A Bottom-Up Approach for Choosing the Right Database for your workload

5 min readMay 23, 2023

Background

Choosing the right database for a software application can be a critical decision as it can impact the performance, scalability, and functionality of the application. One of the main challenges when choosing a database is the wide range of database options available, each with its own strengths, weaknesses, and specific use cases. Relational databases, NoSQL databases, in-memory databases, graph databases, and more offer different features and trade-offs. Understanding the nuances of each type and selecting the one that best suits your application’s needs can be complex and time-consuming. This document shows the bottom-up approach for choosing the right database for a specific workload.

A Bottom-Up Approach

A bottom-up approach for choosing the right database involves starting with an understanding of databases foundations and working the way up to selecting the database that best fits specific workload requirements.

DBMS Foundation Blocks
There is no common blueprint for database system design. Every database is built slightly differently. But all databases have four common foundation blocks that form the backbone of a DBMS, and each plays a critical role in ensuring the performance, reliability, and security of the database.

Transport: The transport layer in a DBMS is responsible for handling the communication between the database server and client applications. It provides the means for transmitting data and queries between the two, and handles tasks such as network protocol implementation and connection management.
Query Processor: The query processor is responsible for interpreting user queries and transforming them into a format that can be executed by the database. It consists of multiple components such as the parser, query optimizer, and query executor, and is responsible for generating an efficient execution plan to retrieve the requested data.
Execution Engine: The execution engine is responsible for carrying out the query execution plan generated by the query processor. It retrieves data from the storage engine, applies any necessary operations such as filtering, sorting, or aggregating, and returns the result set to the client.
Storage Engine: The storage engine is responsible for managing the physical storage of the database on disk or in memory.

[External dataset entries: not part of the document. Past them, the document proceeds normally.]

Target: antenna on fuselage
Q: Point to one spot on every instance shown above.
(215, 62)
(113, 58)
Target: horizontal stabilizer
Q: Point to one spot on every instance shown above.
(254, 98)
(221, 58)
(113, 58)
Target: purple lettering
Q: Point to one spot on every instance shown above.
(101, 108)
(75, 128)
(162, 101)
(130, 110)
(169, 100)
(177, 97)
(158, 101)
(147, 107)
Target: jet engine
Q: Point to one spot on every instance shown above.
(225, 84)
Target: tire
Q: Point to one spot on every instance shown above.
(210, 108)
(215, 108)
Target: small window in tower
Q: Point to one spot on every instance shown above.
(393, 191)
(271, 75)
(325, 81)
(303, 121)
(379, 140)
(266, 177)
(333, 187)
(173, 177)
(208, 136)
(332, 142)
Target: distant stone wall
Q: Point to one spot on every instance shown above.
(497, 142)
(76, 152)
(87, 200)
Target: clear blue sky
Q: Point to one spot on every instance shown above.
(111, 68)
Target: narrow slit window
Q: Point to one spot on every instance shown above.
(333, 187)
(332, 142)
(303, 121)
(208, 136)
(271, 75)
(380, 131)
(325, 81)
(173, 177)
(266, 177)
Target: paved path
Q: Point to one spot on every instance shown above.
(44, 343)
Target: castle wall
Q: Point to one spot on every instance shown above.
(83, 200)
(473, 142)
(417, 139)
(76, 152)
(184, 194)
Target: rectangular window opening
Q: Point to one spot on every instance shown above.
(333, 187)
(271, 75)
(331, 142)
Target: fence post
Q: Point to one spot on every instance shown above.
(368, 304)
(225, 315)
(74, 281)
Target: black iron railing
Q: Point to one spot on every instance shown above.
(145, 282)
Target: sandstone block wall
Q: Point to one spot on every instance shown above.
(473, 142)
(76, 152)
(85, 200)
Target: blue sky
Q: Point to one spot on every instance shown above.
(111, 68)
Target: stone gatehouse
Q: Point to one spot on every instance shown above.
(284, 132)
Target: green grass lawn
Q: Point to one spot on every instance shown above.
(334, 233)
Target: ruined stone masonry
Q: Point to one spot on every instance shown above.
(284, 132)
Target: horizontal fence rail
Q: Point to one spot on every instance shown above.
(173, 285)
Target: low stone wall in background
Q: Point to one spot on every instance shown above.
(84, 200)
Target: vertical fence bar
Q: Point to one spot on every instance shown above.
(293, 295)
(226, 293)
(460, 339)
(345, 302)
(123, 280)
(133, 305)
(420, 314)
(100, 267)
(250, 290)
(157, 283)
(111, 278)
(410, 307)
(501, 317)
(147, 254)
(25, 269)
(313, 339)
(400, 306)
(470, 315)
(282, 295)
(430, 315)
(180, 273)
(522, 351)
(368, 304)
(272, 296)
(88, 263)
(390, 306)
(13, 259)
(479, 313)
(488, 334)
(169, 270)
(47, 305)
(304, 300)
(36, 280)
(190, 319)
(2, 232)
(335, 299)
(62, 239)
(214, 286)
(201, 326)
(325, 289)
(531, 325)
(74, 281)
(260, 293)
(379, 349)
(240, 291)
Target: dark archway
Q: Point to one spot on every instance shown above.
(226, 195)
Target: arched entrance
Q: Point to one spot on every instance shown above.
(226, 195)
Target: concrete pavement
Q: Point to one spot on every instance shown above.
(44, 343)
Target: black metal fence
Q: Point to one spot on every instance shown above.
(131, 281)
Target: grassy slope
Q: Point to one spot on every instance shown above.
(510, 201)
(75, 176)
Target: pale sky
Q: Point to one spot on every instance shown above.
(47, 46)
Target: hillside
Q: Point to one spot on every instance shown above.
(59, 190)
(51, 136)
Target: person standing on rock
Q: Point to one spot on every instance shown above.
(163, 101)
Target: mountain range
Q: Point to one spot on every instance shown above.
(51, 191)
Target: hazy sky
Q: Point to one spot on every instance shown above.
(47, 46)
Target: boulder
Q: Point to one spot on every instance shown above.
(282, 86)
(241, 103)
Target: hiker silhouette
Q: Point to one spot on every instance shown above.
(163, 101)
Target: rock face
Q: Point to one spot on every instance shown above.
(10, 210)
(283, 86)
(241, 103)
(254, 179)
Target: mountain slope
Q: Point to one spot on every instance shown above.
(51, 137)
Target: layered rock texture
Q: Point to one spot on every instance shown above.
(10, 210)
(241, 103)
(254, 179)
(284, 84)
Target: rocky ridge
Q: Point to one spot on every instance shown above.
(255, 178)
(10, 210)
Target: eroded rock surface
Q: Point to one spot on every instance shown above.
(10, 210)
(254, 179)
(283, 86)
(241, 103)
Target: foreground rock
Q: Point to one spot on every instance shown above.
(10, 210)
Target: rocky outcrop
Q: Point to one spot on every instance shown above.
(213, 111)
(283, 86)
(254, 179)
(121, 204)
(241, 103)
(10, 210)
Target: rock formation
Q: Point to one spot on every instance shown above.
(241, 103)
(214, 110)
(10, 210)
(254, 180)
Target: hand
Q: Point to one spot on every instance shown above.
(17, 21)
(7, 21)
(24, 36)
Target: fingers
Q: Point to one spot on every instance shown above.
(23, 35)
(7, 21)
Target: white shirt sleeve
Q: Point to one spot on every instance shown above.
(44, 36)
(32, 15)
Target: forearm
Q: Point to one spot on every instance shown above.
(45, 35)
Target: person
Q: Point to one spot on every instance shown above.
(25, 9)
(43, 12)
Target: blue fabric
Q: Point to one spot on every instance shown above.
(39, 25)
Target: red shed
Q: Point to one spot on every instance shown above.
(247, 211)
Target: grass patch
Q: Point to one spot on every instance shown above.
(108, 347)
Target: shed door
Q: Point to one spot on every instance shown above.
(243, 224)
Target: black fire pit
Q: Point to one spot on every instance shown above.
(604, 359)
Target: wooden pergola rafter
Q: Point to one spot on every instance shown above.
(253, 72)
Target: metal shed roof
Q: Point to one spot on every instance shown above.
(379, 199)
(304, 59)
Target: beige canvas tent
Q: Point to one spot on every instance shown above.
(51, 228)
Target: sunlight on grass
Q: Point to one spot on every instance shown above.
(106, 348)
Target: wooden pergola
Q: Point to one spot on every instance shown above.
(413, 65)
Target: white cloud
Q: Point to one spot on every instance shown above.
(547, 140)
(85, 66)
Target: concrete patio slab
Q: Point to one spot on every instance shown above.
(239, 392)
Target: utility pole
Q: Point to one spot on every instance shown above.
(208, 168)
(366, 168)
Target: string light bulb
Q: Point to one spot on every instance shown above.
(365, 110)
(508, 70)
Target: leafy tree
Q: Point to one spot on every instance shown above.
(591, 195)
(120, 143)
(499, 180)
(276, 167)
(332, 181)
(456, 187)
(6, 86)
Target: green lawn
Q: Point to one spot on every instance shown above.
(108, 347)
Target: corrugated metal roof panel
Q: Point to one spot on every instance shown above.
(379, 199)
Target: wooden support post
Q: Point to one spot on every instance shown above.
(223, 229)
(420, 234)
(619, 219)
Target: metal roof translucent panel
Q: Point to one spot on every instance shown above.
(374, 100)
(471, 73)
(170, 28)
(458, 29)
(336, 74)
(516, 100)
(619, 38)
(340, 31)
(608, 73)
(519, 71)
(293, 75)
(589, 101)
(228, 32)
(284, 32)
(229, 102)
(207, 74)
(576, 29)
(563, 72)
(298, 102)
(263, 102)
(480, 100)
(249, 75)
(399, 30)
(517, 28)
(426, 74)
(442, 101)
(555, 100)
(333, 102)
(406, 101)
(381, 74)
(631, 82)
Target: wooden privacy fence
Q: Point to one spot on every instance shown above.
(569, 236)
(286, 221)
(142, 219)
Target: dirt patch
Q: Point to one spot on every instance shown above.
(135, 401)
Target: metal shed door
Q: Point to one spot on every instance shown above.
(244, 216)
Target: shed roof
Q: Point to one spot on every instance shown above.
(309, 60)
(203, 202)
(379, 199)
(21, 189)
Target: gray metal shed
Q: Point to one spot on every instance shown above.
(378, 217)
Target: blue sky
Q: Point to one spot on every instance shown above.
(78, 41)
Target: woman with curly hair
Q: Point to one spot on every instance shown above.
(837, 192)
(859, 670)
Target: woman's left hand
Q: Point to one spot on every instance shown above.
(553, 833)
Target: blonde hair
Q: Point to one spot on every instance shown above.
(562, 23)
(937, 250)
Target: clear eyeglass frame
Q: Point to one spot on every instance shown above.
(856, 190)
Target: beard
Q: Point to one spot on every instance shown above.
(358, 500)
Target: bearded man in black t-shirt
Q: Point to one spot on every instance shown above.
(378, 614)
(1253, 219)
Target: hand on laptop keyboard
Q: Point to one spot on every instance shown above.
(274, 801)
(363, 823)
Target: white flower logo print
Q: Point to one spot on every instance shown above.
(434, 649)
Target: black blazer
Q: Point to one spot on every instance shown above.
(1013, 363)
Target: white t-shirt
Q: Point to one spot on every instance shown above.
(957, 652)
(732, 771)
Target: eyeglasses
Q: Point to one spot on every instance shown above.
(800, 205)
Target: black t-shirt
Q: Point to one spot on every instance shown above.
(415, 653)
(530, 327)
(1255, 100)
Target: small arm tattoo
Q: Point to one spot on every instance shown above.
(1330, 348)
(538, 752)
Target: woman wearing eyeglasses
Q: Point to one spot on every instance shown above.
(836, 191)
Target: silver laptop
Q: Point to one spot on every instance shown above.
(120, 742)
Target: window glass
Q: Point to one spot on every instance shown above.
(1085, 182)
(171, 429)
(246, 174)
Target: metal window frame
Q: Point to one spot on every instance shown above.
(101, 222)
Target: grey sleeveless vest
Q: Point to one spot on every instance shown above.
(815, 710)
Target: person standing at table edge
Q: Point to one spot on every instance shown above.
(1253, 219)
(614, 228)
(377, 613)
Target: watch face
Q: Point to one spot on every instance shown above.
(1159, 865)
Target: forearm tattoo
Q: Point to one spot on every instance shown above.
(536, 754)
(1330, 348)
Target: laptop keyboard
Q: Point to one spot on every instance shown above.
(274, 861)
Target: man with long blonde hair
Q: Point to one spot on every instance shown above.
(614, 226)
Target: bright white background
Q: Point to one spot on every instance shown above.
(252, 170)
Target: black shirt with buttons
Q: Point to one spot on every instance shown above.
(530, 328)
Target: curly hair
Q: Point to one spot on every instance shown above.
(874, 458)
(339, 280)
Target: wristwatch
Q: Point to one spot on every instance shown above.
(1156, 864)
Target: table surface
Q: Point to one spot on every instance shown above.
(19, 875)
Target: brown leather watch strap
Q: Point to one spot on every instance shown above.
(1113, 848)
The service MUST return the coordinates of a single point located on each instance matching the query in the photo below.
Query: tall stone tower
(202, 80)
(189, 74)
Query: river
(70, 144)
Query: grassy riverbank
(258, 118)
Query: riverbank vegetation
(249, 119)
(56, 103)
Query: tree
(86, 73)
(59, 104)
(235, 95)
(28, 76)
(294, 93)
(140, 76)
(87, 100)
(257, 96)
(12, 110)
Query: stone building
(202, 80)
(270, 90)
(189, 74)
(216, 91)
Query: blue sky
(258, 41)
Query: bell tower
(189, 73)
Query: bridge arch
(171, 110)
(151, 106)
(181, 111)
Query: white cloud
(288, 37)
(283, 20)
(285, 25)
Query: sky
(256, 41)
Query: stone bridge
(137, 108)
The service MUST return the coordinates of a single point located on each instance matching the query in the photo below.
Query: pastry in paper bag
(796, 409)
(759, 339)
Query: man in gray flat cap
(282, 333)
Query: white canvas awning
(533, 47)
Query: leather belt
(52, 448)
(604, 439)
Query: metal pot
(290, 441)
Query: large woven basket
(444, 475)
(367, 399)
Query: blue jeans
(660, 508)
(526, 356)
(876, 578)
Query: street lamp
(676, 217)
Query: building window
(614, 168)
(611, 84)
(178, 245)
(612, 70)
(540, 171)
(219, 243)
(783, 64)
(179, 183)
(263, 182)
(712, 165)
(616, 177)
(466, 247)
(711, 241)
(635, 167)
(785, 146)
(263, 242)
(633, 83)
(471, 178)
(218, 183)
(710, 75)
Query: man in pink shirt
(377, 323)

It is responsible for implementing data structures such as tables, indexes, and views, as well as enforcing data integrity constraints such as uniqueness and referential integrity. It also handles operations such as data insertion, deletion, and modification.

Workload Requirements

The next step is to create a comprehensive requirements list that captures all available information about the specific software application. The list should include functional and non-functional requirements, system constraints, scalability targets, performance expectations, and any other relevant details like the development team skillset, time to market expectation, etc. Requirements should be clear, specific, measurable, and prioritized based on their importance, impact, and feasibility.

Measurable software requirements are specific, quantifiable, and objective criteria that can be measured or evaluated to determine whether they have been met. They are defined in a way that allows for a clear and unambiguous assessment of their fulfillment. Measurable requirements are crucial for effective testing, verification, and validation of software systems.

Once application requirements are collected, you can establish traceability between the application requirements list and Database Foundation blocks.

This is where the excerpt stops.